LBFGS optimizer doesn't work for PINN training 🐛[BUG]:
Version
24.01
On which installation method(s) does this occur?
Docker, Pip, Source
Describe the issue
After specifying the optimizer to be bfgs in config file, it overrides the max_steps to 0
Minimum reproducible example
#config
defaults :
- modulus_default
- arch:
- fourier
- modified_fourier
- fully_connected
- multiscale_fourier
- scheduler: tf_exponential_lr
- optimizer: bfgs
- loss: sum
training:
rec_results_freq: 1000
max_steps : 150000
Relevant log output
[23:53:04] - lbfgs optimizer selected. Setting max_steps to 0
[23:53:05] - [step: 100000] lbfgs optimization in running
Error executing job with overrides: []
Traceback (most recent call last):
File "/mount/data/test/eikonal/eikonal.py", line 313, in run
slv.solve()
File "/usr/local/lib/python3.10/dist-packages/modulus/sym/solver/solver.py", line 173, in solve
self._train_loop(sigterm_handler)
File "/usr/local/lib/python3.10/dist-packages/modulus/sym/trainer.py", line 543, in _train_loop
loss, losses = self._cuda_graph_training_step(step)

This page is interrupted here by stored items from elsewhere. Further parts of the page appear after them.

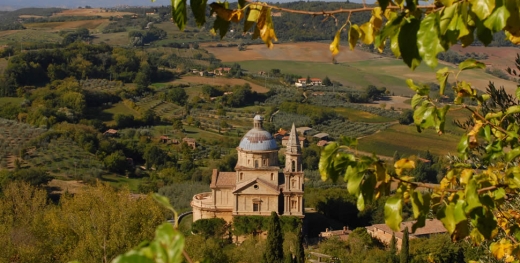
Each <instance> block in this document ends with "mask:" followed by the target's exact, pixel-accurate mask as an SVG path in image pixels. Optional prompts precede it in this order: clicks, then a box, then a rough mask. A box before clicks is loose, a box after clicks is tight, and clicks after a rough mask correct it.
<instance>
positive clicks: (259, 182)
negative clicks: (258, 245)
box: [191, 115, 304, 222]
mask: <svg viewBox="0 0 520 263" xmlns="http://www.w3.org/2000/svg"><path fill="white" fill-rule="evenodd" d="M262 123H263V118H262V116H260V115H257V116H255V118H254V123H253V124H254V127H253V128H252V129H251V130H250V131H249V132H247V133H246V134H245V135H244V137H243V138H242V140H241V141H240V144H239V146H238V147H237V152H238V161H237V164H236V166H235V172H220V171H218V170H216V169H215V170H213V175H212V178H211V185H210V188H211V192H207V193H200V194H196V195H195V196H194V197H193V200H192V201H191V206H192V208H193V221H196V220H199V219H207V218H214V217H219V218H223V219H225V220H226V221H228V222H231V221H232V220H233V216H241V215H261V216H269V215H270V214H271V212H272V211H275V212H277V213H278V214H279V215H290V216H298V217H301V218H303V217H304V210H303V208H304V203H303V190H304V189H303V185H304V175H303V170H302V159H301V146H300V142H299V141H298V134H297V133H296V129H295V127H294V124H293V127H292V129H291V134H290V138H289V141H288V143H287V146H286V147H287V148H286V151H285V168H284V169H283V171H282V170H281V169H280V166H279V164H278V146H277V144H276V141H275V139H274V138H273V136H272V135H271V134H270V133H269V132H268V131H266V130H264V129H263V127H262Z"/></svg>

File "/usr/local/lib/python3.10/dist-packages/modulus/sym/trainer.py", line 730, in _cuda_graph_training_step
self.apply_gradients()
File "/usr/local/lib/python3.10/dist-packages/modulus/sym/trainer.py", line 185, in bfgs_apply_gradients
self.optimizer.step(self.bfgs_closure_func)
File "/usr/local/lib/python3.10/dist-packages/torch/optim/lr_scheduler.py", line 68, in wrapper
return wrapped(*args, **kwargs)
File "/usr/local/lib/python3.10/dist-packages/torch/optim/optimizer.py", line 379, in wrapper
out = func(*args, **kwargs)
File "/usr/local/lib/python3.10/dist-packages/torch/utils/_contextlib.py", line 115, in decorate_context
return func(*args, **kwargs)
File "/usr/local/lib/python3.10/dist-packages/torch/optim/lbfgs.py", line 298, in step
max_iter = group['max_iter']
KeyError: 'max_iter'
Environment details
No response
This issue is still active and needs fixing.

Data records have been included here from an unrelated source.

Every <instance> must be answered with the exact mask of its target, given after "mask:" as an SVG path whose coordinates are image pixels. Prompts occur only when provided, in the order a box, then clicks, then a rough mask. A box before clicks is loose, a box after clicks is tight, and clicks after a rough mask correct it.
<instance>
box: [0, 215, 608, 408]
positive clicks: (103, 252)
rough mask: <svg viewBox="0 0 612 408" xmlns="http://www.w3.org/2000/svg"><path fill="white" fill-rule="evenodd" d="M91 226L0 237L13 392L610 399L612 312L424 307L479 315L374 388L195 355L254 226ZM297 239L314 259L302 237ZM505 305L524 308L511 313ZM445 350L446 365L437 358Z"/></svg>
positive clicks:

This is an expected behavior of the LBFGS optimizer in Modulus-Sym. Inside Modulus-Sym, the optimizer will set the max_steps to zero. If the training is started from scratch, this issue should not show up and the training should run successfully. Reference:
[18:49:00] - attempting to restore from: outputs/helmholtz
[18:49:00] - optimizer checkpoint not found
[18:49:00] - model wave_network.0.pth not found
[18:49:00] - lbfgs optimizer selected. Setting max_steps to 0
/usr/local/lib/python3.10/dist-packages/modulus/sym/eq/derivatives.py:120: FutureWarning: `torch.cuda.amp.autocast(args...)` is deprecated. Please use `torch.amp.autocast('cuda', args...)` instead.
with torch.cuda.amp.autocast(enabled=False):
with torch.cuda.amp.autocast(enabled=False):
[18:49:00] - [step: 0] lbfgs optimization in running
[18:49:58] - lbfgs optimization completed after 1000 steps
[18:49:58] - [step: 0] record constraint batch time: 5.987e-02s
[18:50:00] - [step: 0] record validators time: 2.309e+00s
[18:50:01] - [step: 0] saved checkpoint to outputs/helmholtz
[18:50:01] - [step: 0] loss: 1.007e+04
[18:50:01] - [step: 0] reached maximum training steps, finished training!
However, the above error occurs, if you switch the optimizer in the middle of training. For example, go from adam to bfgs after a few steps. While this is technically possible, Modulus-Sym does not currently allow such workflows. For such cases, its recommended to check the main Modulus library.